このなかで、地域の医療機関の外来機能の明確化・連携に向けて、データに基づく議論を地域で進めるための外来機能報告等が位置づけられ、今年4月に施行された。
目的は、「地域の医療機関の外来機能の明確化・連携に向けて、データに基づく議論を地域で進めるため」。そのために、
①医療機関が都道府県に外来医療の実施状況を報告(外来機能報告)する
② ①の外来機能報告を踏まえ、「地域の協議の場」で、外来機能の明確化・連携に向けて必要な協議を行う
という手順を踏む。
その後、①・②で、「医療資源を重点的に活用する外来を地域で基幹的に担う医療機関(紹介受診重点医療機関)」を明確化する。それを医療機関が外来機能報告で報告し、国の示す基準を参考にして、地域の協議の場で確認することにより決定する。
ところで、「医療資源を重点的に活用する外来」(重点外来)とはどのようなものなのか。
報告書*では、
▽医療資源を重点的に活用する入院の前後の外来(悪性腫瘍手術の前後の外来など)
▽高額等の医療機器・設備を必要とする外来(外来化学療法、外来放射線治療など)
▽特定の領域に特化した機能を有する外来(紹介患者に対する外来など)
の3つの類型を挙げている。さらに、重点外来を地域で基幹的に担う医療機関を紹介受診重点医療機関とし、明確化した。
そのうえで、「かかりつけ医機能を担う医療機関」と「紹介受診重点医療機関」がお互いに紹介・逆紹介という形で連携していくことになる。
外来機能報告等に関する報告書(参考資料)(厚生労働省、2021年12月17日)
外来機能報告の対象医療機関は、病院と有床診療所。ただし、高額な医療機器等による検査を集中的に実施しているなど該当する可能性が高く、かつ、希望する無床診療所は対象とすることができる。

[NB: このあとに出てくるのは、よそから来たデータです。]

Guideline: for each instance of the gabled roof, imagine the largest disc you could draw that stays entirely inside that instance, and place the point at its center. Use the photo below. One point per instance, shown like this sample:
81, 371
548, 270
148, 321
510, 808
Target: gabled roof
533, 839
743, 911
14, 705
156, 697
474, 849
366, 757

紹介受診重点医療機関の選定は「地域の協議の場」で決定されるが、その際の基準は「初診に占める重点外来の割合40%以上かつ再診に占める重点外来の割合25%以上」「紹介率50%以上で逆紹介率40%以上」の2つ。
協議の場での協議は、2023年1月から3月にかけて行われる見込みだ。ここで合意ができれば、3月末までに都道府県が紹介受診重点医療機関を公表することになる。
*外来機能報告等に関するワーキンググループ「外来機能報告等に関する報告書」
実際に進むのは地域連携か、
かかりつけ医療機関の奪い合いか
22年度診療報酬改定では、「紹介受診重点医療機関入院診療加算」が新設された。重点医療機関では「入院機能の強化や勤務医の外来負担の軽減等が推進され、入院医療の質が向上する」ことから、入院初日に800点を算定できる。
また、重点医療機関は「初診料および外来診療料における紹介・逆紹介割合に基づく減算規定」の対象ともなった。「紹介割合50%未満または逆紹介割合30% 未満」の場合に減算となる。
入院初日に800点という加算は大きい。一方で減算の可能性もあるため、重点医療機関に名乗りを上げた医療機関は、紹介率・逆紹介率の確保・維持に必死とならざるを得ない。結果的に連携が進むという見方もできるが、かかりつけ医療機関の「奪い合い」となる可能性もある。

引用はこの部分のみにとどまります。